Frankly, dear, what do you think of English as a lingua franca?

When professionals I know and admire seem to have something against English as a Lingua Franca (ELF), I try to understand why. From their follow-up replies, I get the impression they see ELF as “narrowing the curriculum” and their own position as one of “demanding high” and “catering for students’ needs in the real world.”

I think I get it. The problem is, however, I am too in favor of “catering for students’ needs in the real world” and to an extent even “demanding high”, but that’s precisely why I subscribe to an ELF perspective. As one of such friends keep telling me, we’re polar opposites when it comes to our discourse on some controversies, but in the classroom we’re probably very much alike. And the word “opposite” is quite fitting: against the view of ELF as a narrower curriculum or a lower standard, I understand it as an expansion of the curriculum and a higher standard.

So how have we gotten here, to such different interpretations of the ELF phenomenon?
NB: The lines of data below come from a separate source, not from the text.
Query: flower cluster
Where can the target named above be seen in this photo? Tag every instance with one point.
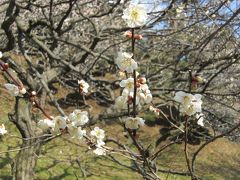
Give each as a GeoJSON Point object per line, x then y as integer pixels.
{"type": "Point", "coordinates": [190, 104]}
{"type": "Point", "coordinates": [2, 130]}
{"type": "Point", "coordinates": [135, 15]}
{"type": "Point", "coordinates": [99, 135]}
{"type": "Point", "coordinates": [15, 90]}
{"type": "Point", "coordinates": [83, 86]}
{"type": "Point", "coordinates": [72, 124]}
{"type": "Point", "coordinates": [143, 94]}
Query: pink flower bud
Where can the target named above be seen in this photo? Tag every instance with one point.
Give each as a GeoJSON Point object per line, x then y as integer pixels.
{"type": "Point", "coordinates": [23, 90]}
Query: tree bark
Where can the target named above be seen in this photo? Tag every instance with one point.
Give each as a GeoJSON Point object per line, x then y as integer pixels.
{"type": "Point", "coordinates": [25, 162]}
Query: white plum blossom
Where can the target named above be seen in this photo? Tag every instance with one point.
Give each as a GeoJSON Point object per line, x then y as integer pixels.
{"type": "Point", "coordinates": [46, 124]}
{"type": "Point", "coordinates": [189, 104]}
{"type": "Point", "coordinates": [125, 62]}
{"type": "Point", "coordinates": [100, 151]}
{"type": "Point", "coordinates": [135, 15]}
{"type": "Point", "coordinates": [2, 130]}
{"type": "Point", "coordinates": [183, 98]}
{"type": "Point", "coordinates": [200, 119]}
{"type": "Point", "coordinates": [78, 117]}
{"type": "Point", "coordinates": [76, 132]}
{"type": "Point", "coordinates": [128, 84]}
{"type": "Point", "coordinates": [133, 123]}
{"type": "Point", "coordinates": [83, 85]}
{"type": "Point", "coordinates": [121, 102]}
{"type": "Point", "coordinates": [145, 98]}
{"type": "Point", "coordinates": [155, 110]}
{"type": "Point", "coordinates": [99, 148]}
{"type": "Point", "coordinates": [98, 133]}
{"type": "Point", "coordinates": [59, 124]}
{"type": "Point", "coordinates": [13, 89]}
For all the academic arguments both sides of the debate have, I don’t think my position is as academic as it is experiential. You see, by the time I read about English as a Lingua Franca, I had already had the main experience that would define how I feel about it to this day. And that experience, I must admit, was a major failure of mine. I lived in Australia when I did my M.A. and I couldn’t communicate – not with Australians, who are hard to come by at the University of Melbourne to be honest with you, but rather with many of my fellow international students, most of whom were from Asian and Middle Eastern countries. I did manage to communicate rather well with some of them, I think, especially the ones from Saudi Arabia, but with others I felt I struggled.

Could it be a problem with their English language proficiency? I hear you ask. Maybe. They had, however, passed the tests they needed to, IELTS for most of them, 6.5 or above. Most universities think that is enough for a student’s life in an English-speaking country, and indeed it has been.
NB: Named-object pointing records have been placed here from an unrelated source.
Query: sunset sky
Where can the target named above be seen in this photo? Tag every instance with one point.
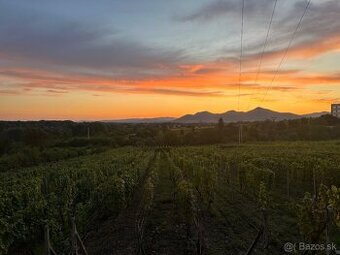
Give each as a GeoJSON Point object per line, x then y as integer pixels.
{"type": "Point", "coordinates": [111, 59]}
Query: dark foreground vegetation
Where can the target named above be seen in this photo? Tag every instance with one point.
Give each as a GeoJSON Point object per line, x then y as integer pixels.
{"type": "Point", "coordinates": [129, 198]}
{"type": "Point", "coordinates": [29, 143]}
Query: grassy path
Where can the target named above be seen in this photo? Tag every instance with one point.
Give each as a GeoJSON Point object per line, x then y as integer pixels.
{"type": "Point", "coordinates": [163, 233]}
{"type": "Point", "coordinates": [120, 235]}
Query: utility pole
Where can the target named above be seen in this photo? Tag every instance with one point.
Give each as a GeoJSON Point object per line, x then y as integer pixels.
{"type": "Point", "coordinates": [240, 134]}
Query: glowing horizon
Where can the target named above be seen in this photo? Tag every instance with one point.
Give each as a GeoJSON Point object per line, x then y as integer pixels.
{"type": "Point", "coordinates": [118, 59]}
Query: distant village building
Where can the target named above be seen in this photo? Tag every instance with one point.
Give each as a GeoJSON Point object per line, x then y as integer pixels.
{"type": "Point", "coordinates": [335, 110]}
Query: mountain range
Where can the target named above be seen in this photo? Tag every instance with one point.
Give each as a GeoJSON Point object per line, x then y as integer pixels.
{"type": "Point", "coordinates": [257, 114]}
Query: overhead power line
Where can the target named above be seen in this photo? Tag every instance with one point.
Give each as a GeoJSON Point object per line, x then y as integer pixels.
{"type": "Point", "coordinates": [287, 49]}
{"type": "Point", "coordinates": [265, 42]}
{"type": "Point", "coordinates": [241, 53]}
Plus, it takes two to tango.

Could it be a problem with my English language proficiency, then? Yes, and that’s precisely my point. Except I had just passed the CPE with flying colors and nearly aced the TOEFL. So while I understand now there was something wrong with my communicative competence in English, it probably wasn’t with the English-English I was taught and assessed on.

You see, I emulated a Standard American/sitcom kind of English. I would flap my T’s or drop them all together (“internet” became “inner-net”), muffle my vowels, and Sandhi my words together (“don’t you” became “Doncha?”). Unless I was teaching, I would speak fast, regardless of the confused looks I got, and fire away as many idioms and phrasal verbs as I could come up with (and mind, I was an insecure young professional who had just spent months practicing for the CPE – so that spells A LOT of idioms per minute). As you can probably conclude, I wouldn’t try to accommodate my interlocutor; I wouldn’t volunteer a paraphrase if they looked as though they didn’t understand; I wouldn’t simplify; I wouldn’t use an easier pronunciation for their benefit.

In short, I was a jerk.

So you can say, “We don’t need ELF. We need people not to be jerks.”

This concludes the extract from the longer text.